Secara umum penyakit dibedakan menjadi 2 kelompok yaitu penyakit infeksi dan non infeksi. Penyakit infeksi disebabkan oleh organisme hidup seperti parasit, jamur, bakteri, dan virus dan penyakit non infeksi disebabkan oleh faktor non hidup seperti pakan, lingkungan, keturunan dan penanganan (Afrianto dan Liviawaty, 2003).
Serangan penyakit dan gangguan hama dapat menyebabkan pertumbuhanikan menjadi lambat (kekerdilan), padat tebar sangat rendah, konveri pakan menjadi tinggi, periode pemeliharaan lebih lama, yang berarti meningkatnya biaya produksi. Dan pada tahap tertentu, serangan penyakit dan gangguan hama tidak hanya menyebabkan menurunnya hasil panen (produksi), tetapi pada tahap yanglebih jauh dapat menyebabkan kegagalan panen (Kordi, 2004).
Pemahaman tentang parasit dan penyakit ikan sangat diperlukan dalam rangka meningkatkan  produksi  dan  mencegah  kerugian  ekonomi  pada  usaha       budidaya perikanan sehingga ikan dapat dipanen pada waktunya tanpa adanya gangguan dari parasit maupun penyakit ikan (Riauwaty, 2004).
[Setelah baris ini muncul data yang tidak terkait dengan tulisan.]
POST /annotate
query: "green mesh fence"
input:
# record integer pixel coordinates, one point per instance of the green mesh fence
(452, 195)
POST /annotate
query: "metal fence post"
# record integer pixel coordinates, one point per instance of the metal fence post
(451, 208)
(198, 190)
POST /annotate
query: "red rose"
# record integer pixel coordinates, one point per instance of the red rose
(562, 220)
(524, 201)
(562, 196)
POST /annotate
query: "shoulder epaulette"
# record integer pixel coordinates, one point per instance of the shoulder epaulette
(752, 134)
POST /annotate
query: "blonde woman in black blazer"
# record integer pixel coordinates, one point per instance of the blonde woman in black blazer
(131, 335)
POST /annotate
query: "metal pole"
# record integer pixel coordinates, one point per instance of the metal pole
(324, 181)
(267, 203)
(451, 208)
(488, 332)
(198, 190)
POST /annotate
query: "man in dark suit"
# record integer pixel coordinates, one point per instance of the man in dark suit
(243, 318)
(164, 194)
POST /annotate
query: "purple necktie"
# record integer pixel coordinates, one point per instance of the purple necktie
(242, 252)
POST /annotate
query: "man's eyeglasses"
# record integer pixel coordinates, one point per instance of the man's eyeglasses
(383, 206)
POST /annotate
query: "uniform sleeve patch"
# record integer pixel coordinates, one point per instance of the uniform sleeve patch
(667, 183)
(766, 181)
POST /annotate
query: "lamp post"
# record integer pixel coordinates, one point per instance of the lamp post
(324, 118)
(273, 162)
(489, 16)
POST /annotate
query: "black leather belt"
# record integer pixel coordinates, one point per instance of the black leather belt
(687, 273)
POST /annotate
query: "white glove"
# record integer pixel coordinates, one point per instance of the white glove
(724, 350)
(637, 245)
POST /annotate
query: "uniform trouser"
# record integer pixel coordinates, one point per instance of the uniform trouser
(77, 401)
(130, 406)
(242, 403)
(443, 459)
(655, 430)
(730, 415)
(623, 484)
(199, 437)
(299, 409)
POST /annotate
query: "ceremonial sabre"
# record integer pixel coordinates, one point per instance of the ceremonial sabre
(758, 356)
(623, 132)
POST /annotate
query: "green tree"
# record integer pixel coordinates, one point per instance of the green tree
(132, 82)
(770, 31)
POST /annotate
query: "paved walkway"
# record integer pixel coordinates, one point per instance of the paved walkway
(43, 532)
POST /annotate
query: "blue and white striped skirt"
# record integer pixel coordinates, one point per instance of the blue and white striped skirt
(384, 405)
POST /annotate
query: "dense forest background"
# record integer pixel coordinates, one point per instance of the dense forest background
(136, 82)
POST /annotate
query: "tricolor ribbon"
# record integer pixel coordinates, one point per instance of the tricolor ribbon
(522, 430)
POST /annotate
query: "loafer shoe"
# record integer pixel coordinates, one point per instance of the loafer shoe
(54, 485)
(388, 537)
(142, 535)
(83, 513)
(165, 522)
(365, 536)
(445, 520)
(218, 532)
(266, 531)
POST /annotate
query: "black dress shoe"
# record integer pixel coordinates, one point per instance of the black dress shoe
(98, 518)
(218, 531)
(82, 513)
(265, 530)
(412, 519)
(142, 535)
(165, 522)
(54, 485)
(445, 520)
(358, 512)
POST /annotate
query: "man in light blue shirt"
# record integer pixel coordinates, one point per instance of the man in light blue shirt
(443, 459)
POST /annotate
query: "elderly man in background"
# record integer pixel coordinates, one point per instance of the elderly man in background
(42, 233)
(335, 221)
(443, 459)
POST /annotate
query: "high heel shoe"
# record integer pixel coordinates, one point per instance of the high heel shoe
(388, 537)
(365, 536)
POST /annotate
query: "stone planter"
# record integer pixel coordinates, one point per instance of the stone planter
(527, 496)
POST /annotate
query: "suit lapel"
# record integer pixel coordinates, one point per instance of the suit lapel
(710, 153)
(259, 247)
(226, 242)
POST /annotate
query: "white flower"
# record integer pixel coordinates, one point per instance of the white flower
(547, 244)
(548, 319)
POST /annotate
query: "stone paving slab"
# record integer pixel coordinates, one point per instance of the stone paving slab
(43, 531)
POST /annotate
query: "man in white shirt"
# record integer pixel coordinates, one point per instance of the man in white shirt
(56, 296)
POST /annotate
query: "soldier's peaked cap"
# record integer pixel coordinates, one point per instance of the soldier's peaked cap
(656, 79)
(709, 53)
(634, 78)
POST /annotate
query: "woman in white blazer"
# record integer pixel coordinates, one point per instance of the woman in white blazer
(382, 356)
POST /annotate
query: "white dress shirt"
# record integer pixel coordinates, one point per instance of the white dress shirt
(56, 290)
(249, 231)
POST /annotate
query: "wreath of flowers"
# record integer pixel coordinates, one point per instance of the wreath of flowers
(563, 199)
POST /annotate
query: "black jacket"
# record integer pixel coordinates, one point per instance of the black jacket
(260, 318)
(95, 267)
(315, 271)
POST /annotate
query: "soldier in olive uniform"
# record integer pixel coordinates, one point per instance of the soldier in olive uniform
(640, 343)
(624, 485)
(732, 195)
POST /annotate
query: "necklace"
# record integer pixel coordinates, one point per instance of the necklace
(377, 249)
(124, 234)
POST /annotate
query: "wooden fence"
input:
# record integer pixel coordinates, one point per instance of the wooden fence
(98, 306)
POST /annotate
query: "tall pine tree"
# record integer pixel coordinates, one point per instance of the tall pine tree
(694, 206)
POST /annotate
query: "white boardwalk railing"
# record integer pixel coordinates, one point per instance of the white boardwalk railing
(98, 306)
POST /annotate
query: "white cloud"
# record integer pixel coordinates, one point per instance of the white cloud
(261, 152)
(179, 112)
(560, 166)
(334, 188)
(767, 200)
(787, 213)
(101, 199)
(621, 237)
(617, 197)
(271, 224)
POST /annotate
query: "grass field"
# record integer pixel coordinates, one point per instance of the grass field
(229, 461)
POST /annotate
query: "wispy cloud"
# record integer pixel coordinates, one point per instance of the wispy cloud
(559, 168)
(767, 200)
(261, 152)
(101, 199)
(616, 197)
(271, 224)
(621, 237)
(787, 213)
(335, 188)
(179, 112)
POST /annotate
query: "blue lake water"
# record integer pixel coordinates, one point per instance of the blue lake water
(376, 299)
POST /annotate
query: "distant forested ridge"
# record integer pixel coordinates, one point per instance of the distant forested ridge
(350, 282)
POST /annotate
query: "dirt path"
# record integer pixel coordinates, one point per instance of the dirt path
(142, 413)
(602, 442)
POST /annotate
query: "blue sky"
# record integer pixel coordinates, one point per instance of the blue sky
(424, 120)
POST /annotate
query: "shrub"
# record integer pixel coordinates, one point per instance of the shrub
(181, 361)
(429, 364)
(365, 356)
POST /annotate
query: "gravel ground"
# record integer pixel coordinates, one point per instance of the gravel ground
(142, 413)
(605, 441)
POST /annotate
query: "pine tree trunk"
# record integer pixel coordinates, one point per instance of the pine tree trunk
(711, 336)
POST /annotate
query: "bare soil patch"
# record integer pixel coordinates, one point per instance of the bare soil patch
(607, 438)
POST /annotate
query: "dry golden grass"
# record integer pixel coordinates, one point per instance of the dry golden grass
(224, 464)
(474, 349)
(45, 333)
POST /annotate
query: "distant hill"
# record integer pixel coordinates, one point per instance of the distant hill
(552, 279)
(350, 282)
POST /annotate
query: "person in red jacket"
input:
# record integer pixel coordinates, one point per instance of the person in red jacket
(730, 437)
Parasit merupakan organisme yang hidup pada atau di dalam organisme lain dan mengambil makanan dari organisme yang ditumpanginya untuk berkembang biak (Subekti dan Mahasri, 2010). Berdasarkan habitatnya, parasit dalam tubuh ikan dibagi menjadi dua yaitu ektoparasit (parasit yang menyerang bagian luar tubuh ikan, misalnya pada insang, sirip dan kulit), dan endoparasit (parasit yang menyerang bagian dalam tubuh ikan, misalnya usus, ginjal dan hati) (Balai Karantina Ikan Batam, 2007).
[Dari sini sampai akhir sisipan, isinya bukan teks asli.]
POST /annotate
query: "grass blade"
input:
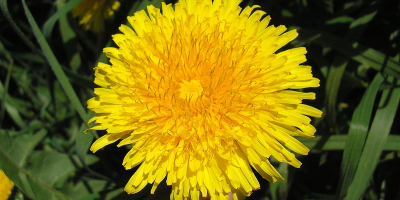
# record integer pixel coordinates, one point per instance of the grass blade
(49, 24)
(339, 65)
(62, 78)
(357, 135)
(357, 52)
(337, 142)
(374, 145)
(6, 13)
(5, 91)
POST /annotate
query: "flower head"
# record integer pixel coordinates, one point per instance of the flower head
(92, 13)
(6, 185)
(203, 97)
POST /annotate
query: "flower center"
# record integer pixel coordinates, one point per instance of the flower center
(190, 90)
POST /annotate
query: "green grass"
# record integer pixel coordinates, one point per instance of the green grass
(46, 77)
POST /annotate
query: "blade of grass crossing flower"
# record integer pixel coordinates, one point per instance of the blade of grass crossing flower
(357, 134)
(91, 196)
(83, 141)
(338, 68)
(139, 5)
(49, 24)
(5, 91)
(357, 52)
(62, 78)
(337, 142)
(375, 143)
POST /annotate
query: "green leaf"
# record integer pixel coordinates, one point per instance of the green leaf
(50, 167)
(49, 24)
(5, 91)
(13, 154)
(357, 134)
(62, 78)
(375, 143)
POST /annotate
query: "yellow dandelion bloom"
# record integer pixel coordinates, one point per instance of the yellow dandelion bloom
(203, 97)
(92, 13)
(6, 185)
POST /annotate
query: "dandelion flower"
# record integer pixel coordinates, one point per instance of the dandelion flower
(204, 98)
(6, 185)
(92, 13)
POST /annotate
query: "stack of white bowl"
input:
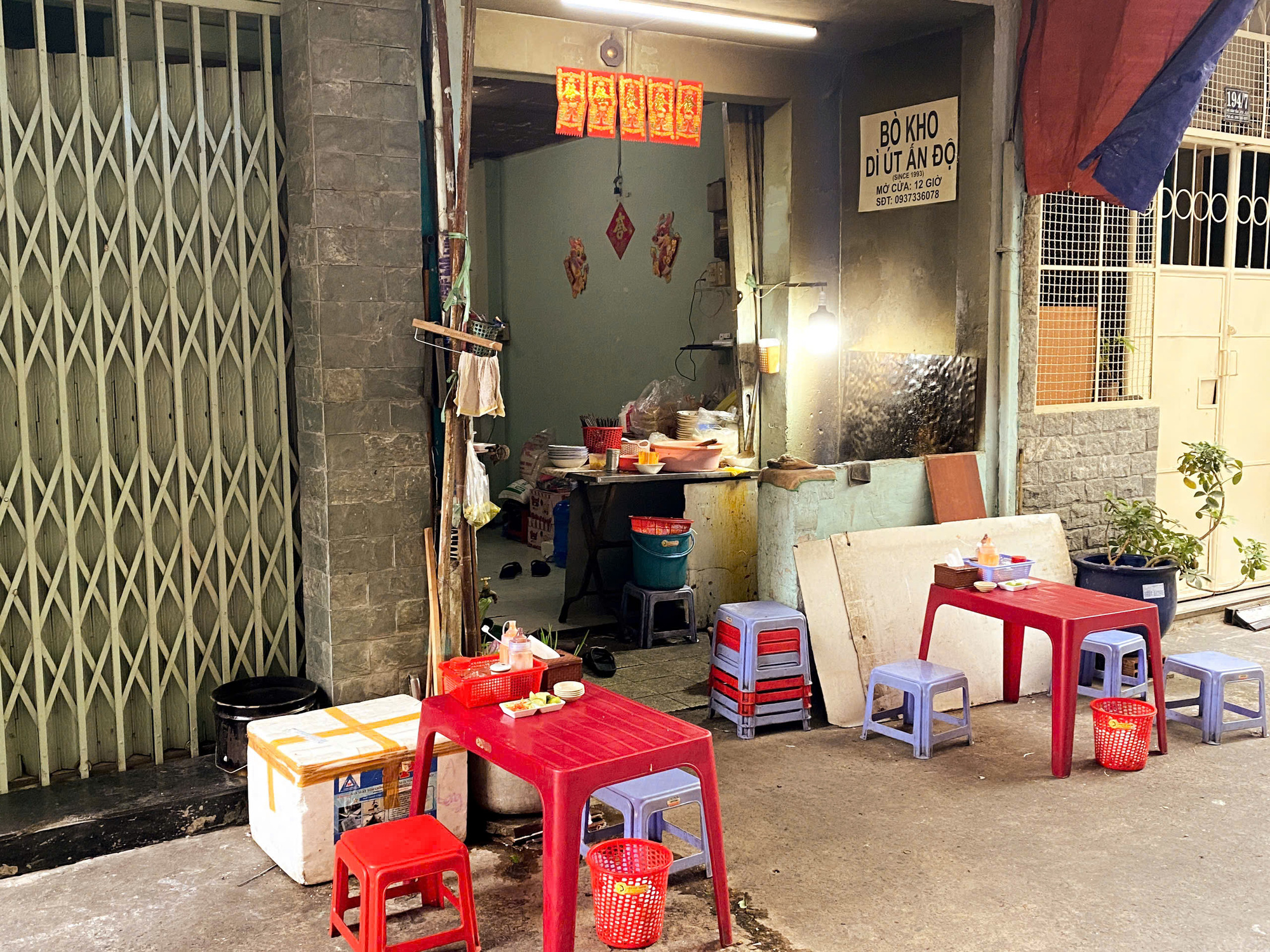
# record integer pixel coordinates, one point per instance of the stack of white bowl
(686, 423)
(565, 458)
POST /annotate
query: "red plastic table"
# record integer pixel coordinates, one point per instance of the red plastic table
(599, 741)
(1067, 615)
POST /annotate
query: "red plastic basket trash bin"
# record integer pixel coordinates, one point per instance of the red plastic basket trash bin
(1122, 732)
(628, 884)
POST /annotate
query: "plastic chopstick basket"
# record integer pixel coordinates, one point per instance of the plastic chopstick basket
(473, 685)
(628, 884)
(1122, 732)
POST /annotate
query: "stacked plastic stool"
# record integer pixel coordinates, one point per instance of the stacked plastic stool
(760, 667)
(921, 682)
(1114, 647)
(1215, 671)
(643, 804)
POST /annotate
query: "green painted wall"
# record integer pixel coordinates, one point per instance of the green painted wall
(594, 354)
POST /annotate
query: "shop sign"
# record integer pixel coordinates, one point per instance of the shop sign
(909, 157)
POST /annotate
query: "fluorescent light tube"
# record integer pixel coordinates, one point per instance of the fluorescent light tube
(699, 17)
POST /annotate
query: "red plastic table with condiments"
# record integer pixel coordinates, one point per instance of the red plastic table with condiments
(599, 741)
(1067, 615)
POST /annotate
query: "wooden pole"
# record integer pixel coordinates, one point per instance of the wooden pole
(467, 536)
(458, 592)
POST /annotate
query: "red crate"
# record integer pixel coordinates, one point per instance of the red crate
(660, 526)
(770, 643)
(749, 701)
(473, 685)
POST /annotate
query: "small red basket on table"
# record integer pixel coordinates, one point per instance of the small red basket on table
(473, 685)
(598, 440)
Endoparasit adalah parasit yang terdapat di dalam tubuh ikan atau udang. Endoparasit menyerang organ dalam tubuh ikan atau udang. Banyak  Nematoda yang hidup sebagai endoparasit di dalam tubuh ikan (Ghufran, 2004).
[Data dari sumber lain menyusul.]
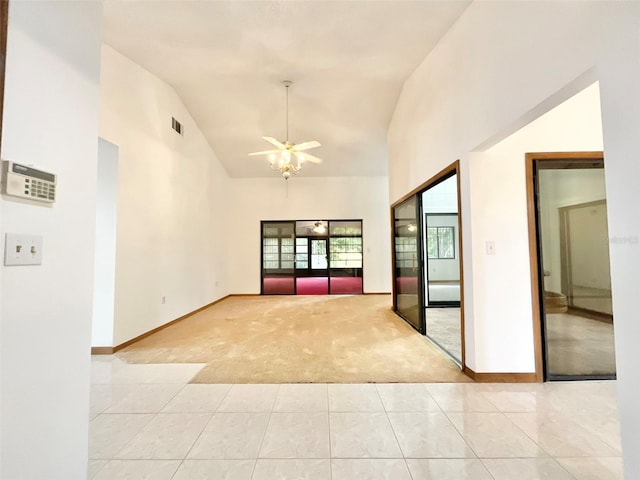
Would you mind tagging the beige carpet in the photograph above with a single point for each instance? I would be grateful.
(298, 339)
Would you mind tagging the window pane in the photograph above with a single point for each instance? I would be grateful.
(345, 228)
(286, 258)
(432, 242)
(346, 252)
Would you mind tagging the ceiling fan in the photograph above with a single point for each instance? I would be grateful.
(288, 157)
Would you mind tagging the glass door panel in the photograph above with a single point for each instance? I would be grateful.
(407, 263)
(443, 319)
(345, 257)
(575, 281)
(278, 258)
(319, 254)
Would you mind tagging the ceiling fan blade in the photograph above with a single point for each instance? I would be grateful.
(306, 145)
(307, 157)
(265, 152)
(274, 142)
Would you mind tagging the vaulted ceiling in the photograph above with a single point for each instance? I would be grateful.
(227, 60)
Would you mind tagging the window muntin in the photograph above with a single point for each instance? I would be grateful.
(441, 242)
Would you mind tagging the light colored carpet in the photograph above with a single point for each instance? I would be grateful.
(298, 339)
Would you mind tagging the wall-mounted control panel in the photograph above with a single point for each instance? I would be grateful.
(28, 182)
(22, 249)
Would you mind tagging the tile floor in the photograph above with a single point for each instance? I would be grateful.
(149, 423)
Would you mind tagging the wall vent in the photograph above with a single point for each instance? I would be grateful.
(177, 126)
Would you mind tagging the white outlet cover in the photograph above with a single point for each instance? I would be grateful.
(22, 249)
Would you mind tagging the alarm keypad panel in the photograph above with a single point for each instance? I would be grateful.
(28, 182)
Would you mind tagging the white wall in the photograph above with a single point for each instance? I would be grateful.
(104, 282)
(491, 74)
(309, 198)
(498, 213)
(50, 121)
(172, 202)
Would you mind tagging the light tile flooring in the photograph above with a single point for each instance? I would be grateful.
(149, 423)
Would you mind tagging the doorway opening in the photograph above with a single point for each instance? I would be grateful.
(427, 259)
(311, 257)
(570, 265)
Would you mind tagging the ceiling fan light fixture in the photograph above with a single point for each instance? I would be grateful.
(319, 227)
(281, 158)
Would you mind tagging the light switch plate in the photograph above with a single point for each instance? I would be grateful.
(22, 249)
(490, 247)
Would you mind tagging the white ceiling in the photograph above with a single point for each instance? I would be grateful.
(226, 59)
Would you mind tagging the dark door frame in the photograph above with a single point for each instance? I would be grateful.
(537, 291)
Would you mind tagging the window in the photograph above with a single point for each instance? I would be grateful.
(441, 242)
(406, 248)
(346, 252)
(302, 253)
(277, 253)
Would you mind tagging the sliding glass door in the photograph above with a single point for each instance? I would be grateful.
(312, 257)
(278, 252)
(408, 263)
(427, 261)
(442, 247)
(573, 268)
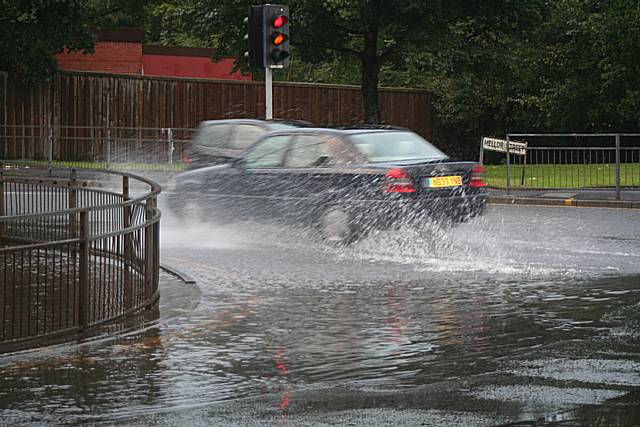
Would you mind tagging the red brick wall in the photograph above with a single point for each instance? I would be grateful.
(109, 57)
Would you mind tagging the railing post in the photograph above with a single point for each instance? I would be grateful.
(109, 149)
(83, 283)
(617, 166)
(73, 203)
(170, 149)
(149, 251)
(2, 207)
(126, 223)
(508, 166)
(50, 150)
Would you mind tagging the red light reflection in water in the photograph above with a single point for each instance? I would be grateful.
(285, 397)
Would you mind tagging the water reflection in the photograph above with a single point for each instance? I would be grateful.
(286, 330)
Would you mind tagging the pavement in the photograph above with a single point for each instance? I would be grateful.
(629, 199)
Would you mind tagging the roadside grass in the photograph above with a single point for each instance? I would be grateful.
(563, 176)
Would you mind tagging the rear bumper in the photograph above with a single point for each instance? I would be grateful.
(382, 214)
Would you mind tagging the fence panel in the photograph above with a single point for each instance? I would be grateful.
(74, 104)
(613, 161)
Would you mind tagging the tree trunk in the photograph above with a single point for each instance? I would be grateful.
(370, 69)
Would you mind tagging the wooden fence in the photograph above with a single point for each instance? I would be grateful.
(79, 100)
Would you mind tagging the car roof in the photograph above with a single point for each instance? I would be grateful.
(259, 122)
(337, 131)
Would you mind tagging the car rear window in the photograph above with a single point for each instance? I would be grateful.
(394, 146)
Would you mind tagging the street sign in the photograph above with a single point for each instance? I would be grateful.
(500, 145)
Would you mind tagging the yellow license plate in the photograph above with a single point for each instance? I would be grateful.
(444, 181)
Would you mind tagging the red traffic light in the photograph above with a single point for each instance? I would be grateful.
(278, 38)
(279, 21)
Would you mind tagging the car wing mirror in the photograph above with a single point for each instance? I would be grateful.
(321, 161)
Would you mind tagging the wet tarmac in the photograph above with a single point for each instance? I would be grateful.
(526, 316)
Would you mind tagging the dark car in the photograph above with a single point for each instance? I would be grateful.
(345, 182)
(219, 141)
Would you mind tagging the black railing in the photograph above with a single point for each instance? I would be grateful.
(78, 251)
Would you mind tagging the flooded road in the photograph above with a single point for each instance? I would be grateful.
(527, 314)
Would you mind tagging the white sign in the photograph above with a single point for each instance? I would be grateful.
(495, 144)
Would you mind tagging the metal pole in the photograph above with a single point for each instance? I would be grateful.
(83, 283)
(618, 167)
(2, 207)
(50, 150)
(149, 273)
(170, 149)
(128, 246)
(268, 99)
(108, 149)
(508, 165)
(73, 203)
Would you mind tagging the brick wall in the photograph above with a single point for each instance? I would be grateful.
(109, 57)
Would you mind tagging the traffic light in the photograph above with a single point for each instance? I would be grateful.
(255, 37)
(276, 35)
Keberadaan endoparasit dapat menyebabkan kematian pada populasi inang dan konsekuensinya dapat menyebabkan kerugian besar bagi industri perikanan. Infeksi endoparasit dapat menyebabkan dampak yang dapat merugikan secara ekonomi, yaitu ikan kehilangan berat badan, penolakan oleh konsumen karena perubahan patologi pada inang, penurunan fekunditas ikan dan penurunan jumlah dalam penetasan ikan dan larva (Anshary, 2008).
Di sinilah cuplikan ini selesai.